Blaine Amendments are controversial state constitutional provisions rooted in 19th century anti-Catholic bigotry. Their purpose was to prevent the government from funding Catholic schools. For decades, opponents of educational choice have employed Blaine Amendments—found in 37 state constitutions—as blunt weapons to impede and invalidate educational choice programs. However, thanks to a decades-long legal strategy tenaciously pursued by IJ, these obstacles to educational freedom are now largely a dead letter.

On June 30, 2020, the U.S. Supreme Court ruled in Espinoza v. Montana Department of Revenue that the federal Constitution forbids states from excluding religious families and schools from educational choice programs through which governments empower families to choose private educational options for their children. The U.S. Constitution, wrote Chief Justice Roberts for a majority of the Court, “condemns discrimination against religious schools and the families whose children attend them. They are members of the community too, and their exclusion from [Montana’s] scholarship program here is odious to our Constitution and cannot stand.” The Supreme Court’s holding was clear and unambiguous—and it applies to every state: While a “State need not subsidize private education[,] . . . once a State decides to do so, it cannot disqualify some private schools solely because they are religious.”

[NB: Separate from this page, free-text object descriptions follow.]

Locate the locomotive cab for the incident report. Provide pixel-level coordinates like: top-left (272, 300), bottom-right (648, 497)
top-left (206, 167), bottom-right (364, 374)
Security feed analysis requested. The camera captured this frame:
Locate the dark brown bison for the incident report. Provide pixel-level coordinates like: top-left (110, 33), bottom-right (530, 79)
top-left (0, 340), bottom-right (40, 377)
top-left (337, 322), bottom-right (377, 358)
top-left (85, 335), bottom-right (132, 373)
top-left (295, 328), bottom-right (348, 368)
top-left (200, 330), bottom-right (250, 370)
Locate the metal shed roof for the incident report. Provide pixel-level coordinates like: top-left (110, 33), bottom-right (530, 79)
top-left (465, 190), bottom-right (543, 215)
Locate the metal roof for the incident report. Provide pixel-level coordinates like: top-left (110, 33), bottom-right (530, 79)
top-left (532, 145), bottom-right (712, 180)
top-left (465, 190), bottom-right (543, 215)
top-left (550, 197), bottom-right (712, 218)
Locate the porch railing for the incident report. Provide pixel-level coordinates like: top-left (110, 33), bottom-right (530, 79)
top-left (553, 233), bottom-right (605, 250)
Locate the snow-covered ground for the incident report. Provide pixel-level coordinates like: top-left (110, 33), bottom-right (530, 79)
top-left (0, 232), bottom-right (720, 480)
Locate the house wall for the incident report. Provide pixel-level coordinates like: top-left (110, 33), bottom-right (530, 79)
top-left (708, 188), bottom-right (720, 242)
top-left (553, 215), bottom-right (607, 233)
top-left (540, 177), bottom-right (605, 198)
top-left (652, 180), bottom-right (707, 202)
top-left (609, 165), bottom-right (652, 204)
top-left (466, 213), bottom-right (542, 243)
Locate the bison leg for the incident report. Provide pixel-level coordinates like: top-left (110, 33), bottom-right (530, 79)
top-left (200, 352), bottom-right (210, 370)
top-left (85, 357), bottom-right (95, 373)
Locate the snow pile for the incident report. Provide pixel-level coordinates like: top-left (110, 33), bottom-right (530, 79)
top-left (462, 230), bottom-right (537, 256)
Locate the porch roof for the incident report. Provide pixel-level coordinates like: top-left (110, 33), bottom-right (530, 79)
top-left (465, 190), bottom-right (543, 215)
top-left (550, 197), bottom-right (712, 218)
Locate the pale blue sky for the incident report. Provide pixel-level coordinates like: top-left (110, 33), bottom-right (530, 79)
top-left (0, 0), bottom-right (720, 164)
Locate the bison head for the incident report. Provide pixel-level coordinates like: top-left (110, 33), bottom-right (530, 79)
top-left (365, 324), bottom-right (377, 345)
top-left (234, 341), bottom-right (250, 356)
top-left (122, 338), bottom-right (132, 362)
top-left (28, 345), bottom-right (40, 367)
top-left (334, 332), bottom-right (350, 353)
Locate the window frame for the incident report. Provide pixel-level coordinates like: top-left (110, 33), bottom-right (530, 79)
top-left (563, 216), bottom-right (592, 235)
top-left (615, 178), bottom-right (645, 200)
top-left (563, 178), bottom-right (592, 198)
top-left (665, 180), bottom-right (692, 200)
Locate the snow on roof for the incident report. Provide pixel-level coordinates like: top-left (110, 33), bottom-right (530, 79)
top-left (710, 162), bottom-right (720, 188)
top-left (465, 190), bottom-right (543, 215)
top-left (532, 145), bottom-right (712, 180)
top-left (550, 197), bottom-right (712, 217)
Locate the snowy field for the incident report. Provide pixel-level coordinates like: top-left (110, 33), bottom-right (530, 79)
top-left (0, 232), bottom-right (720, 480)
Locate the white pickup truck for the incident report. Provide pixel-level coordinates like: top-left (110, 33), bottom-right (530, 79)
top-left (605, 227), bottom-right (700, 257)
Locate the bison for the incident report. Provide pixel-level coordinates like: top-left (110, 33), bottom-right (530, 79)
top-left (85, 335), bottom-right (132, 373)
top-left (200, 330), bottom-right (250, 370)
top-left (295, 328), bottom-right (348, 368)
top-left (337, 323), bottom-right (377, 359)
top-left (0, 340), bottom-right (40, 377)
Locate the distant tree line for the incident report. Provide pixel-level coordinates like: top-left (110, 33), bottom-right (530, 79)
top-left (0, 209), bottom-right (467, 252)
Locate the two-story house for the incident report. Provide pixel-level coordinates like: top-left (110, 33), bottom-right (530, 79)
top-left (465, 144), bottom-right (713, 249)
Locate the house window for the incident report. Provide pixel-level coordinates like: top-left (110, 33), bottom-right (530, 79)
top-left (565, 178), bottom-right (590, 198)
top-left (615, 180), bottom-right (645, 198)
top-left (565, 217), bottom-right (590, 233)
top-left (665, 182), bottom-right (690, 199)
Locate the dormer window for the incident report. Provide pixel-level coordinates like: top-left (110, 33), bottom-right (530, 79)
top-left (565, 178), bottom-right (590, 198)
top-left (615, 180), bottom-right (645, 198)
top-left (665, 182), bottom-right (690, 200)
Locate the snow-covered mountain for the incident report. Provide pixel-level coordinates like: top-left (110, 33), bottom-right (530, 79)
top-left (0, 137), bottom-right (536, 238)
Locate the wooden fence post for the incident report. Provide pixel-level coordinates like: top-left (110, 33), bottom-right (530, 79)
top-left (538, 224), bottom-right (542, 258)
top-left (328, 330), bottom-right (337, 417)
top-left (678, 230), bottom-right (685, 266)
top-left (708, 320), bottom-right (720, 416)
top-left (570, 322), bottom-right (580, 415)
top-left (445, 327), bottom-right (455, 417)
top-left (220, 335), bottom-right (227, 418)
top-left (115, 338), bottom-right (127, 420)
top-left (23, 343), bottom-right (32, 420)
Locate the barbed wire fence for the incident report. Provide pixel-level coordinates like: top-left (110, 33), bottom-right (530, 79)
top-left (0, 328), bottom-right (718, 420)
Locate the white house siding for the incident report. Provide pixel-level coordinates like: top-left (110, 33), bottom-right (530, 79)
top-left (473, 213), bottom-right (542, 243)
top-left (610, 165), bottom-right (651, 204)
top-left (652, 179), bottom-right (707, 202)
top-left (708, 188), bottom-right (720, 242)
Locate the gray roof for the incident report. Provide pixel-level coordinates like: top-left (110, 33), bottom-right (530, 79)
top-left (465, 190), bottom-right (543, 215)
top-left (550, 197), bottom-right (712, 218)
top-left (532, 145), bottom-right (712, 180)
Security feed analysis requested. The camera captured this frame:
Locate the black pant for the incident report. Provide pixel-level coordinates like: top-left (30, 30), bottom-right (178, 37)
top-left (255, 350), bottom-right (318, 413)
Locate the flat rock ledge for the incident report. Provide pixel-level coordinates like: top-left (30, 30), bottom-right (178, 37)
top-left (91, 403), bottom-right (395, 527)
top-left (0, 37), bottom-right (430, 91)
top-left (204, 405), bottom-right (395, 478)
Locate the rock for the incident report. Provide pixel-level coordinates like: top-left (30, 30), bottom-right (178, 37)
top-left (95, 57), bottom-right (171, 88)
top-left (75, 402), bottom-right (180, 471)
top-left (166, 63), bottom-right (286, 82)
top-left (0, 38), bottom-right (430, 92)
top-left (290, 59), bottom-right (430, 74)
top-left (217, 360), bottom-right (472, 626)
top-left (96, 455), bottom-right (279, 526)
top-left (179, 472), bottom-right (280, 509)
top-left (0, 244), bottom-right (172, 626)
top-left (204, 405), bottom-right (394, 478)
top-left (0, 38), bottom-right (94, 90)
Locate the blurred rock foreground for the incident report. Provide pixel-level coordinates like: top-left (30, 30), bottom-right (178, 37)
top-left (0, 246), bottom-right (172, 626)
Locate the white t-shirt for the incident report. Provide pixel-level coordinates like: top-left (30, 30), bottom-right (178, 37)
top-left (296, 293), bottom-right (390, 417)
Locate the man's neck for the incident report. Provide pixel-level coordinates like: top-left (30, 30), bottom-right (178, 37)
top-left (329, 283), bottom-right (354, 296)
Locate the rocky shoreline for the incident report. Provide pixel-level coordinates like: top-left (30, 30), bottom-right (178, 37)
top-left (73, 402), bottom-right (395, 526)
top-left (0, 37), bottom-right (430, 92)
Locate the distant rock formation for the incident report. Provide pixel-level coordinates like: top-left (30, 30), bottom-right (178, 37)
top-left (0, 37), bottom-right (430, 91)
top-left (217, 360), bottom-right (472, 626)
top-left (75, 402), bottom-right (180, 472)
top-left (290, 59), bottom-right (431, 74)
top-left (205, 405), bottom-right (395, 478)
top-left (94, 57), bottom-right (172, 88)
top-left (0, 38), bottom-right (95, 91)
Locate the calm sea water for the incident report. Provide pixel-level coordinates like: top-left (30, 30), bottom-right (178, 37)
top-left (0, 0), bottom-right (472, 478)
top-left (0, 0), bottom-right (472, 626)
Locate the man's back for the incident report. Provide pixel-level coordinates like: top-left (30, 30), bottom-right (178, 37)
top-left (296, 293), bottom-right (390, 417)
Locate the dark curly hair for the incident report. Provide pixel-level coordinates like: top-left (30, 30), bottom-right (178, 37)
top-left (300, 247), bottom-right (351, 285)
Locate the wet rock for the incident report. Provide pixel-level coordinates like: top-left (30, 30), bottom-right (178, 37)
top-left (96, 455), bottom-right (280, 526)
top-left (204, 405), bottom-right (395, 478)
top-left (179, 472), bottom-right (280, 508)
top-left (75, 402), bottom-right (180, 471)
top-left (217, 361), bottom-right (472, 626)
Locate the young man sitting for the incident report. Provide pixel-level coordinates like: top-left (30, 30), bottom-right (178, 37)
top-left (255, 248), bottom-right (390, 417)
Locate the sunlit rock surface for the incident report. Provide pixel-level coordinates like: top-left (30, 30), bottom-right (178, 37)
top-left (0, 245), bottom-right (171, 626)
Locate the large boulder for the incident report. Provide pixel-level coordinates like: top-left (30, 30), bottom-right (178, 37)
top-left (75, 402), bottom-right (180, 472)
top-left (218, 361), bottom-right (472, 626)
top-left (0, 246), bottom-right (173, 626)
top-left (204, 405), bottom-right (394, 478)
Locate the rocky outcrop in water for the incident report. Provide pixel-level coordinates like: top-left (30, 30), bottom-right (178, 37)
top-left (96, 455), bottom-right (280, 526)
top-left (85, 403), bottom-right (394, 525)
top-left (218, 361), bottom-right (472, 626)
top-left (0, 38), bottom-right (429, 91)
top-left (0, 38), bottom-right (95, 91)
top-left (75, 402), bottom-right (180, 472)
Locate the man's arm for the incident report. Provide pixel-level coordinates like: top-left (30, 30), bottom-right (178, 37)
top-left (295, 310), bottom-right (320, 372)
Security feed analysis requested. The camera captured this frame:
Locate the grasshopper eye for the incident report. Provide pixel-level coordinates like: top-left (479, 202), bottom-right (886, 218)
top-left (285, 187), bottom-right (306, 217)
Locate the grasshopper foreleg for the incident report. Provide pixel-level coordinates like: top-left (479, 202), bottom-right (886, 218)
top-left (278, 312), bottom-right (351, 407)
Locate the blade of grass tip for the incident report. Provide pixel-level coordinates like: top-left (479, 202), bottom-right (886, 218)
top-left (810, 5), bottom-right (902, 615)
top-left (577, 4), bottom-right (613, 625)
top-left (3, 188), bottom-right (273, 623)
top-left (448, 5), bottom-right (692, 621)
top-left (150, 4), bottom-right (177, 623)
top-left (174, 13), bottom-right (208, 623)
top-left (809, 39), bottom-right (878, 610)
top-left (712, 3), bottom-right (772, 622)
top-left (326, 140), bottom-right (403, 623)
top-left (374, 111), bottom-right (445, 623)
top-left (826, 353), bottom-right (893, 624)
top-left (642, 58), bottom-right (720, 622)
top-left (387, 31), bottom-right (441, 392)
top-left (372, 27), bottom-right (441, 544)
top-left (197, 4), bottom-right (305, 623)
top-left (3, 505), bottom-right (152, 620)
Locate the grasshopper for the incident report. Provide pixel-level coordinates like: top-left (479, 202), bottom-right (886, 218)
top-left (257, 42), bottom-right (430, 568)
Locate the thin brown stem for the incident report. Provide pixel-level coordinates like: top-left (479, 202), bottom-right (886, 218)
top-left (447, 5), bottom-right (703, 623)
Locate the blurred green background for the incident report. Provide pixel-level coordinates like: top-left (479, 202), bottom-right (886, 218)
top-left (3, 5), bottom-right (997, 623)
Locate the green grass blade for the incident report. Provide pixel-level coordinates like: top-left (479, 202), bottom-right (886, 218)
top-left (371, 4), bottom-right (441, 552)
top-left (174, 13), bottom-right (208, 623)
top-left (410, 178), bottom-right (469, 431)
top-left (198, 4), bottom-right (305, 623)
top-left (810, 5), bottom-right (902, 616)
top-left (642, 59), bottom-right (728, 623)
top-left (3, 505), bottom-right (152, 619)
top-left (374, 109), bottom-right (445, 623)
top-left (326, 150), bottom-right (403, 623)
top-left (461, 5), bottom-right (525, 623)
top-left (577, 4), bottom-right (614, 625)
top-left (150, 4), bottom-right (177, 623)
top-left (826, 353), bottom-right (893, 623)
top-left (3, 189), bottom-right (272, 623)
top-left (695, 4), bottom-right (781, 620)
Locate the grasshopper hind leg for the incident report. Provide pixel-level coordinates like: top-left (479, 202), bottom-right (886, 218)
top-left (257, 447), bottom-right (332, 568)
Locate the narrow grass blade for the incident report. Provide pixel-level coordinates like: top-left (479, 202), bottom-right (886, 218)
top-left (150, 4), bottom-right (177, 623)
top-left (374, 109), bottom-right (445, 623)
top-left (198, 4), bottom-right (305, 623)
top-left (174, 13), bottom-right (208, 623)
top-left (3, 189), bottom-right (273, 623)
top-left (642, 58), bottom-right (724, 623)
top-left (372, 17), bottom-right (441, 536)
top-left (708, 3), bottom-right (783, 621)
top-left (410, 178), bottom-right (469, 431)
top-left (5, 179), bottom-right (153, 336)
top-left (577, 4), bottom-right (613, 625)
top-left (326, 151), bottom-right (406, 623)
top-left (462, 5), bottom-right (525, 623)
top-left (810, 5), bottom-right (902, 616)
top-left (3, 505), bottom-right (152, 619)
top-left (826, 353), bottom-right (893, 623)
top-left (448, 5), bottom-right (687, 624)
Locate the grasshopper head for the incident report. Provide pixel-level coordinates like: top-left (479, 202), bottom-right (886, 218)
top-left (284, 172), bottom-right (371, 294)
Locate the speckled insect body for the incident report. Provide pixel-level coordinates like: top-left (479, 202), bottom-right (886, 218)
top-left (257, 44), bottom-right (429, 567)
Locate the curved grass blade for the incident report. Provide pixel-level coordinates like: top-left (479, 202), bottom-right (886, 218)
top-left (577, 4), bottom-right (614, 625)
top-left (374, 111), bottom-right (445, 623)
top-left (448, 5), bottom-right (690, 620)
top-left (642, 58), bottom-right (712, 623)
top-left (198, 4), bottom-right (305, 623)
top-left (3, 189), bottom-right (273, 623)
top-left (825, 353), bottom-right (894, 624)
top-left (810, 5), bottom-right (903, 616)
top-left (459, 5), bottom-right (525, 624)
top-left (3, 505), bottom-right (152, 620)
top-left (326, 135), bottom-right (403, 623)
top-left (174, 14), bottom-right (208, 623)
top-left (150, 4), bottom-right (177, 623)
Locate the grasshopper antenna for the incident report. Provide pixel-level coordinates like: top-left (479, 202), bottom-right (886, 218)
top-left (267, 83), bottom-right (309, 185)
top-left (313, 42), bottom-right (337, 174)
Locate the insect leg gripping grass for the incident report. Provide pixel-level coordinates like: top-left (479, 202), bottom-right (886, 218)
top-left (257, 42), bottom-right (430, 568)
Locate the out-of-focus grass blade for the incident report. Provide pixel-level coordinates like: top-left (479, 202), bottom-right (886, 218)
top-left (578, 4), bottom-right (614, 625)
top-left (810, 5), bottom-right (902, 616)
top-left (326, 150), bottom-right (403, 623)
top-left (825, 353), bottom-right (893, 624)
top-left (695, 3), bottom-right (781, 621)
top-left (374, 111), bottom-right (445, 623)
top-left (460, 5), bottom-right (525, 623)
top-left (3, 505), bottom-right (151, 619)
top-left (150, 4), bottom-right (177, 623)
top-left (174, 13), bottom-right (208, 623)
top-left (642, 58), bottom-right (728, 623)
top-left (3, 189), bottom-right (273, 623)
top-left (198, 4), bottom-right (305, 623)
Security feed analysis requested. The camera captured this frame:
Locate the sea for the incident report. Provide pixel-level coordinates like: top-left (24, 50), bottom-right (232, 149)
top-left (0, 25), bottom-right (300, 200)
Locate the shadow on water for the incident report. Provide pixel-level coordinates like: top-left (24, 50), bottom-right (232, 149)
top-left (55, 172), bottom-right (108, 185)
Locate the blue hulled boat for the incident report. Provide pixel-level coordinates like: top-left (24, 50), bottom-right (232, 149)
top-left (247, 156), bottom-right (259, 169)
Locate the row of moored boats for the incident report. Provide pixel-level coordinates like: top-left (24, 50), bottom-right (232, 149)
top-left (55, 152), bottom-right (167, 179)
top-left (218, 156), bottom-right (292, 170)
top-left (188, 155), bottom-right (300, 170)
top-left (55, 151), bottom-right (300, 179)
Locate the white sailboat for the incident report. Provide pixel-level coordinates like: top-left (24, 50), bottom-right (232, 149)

As a result of Espinoza, state policymakers are free to enact programs that will empower parents to choose the educational environment that works best for their own children. Of course, each state has a unique history, context, and constitutional provisions. So IJ produced a 50-state guide analyzing each state’s constitution in light of Espinoza to explain how the ruling impacts policymakers’ ability to enact educational choice programs.

Currently Active Cases:
Maine School Choice III

In the wake of Espinoza, states that discriminate against religious families and schools in the operation of their school choice programs must immediately change their discriminatory policies or face a legal challenge from IJ. Maine operates a town tuitioning system, whereby students who live in towns without their own public schools receive a tuition benefit that they may use to attend the public or private school of their choice—unless the school is religious. Because Maine refuses to alter its statutory scheme excluding religious educational options for students living in tuitioning towns, IJ continues to press its federal lawsuit challenging Maine’s exclusion of religious schools from its town tuitioning system.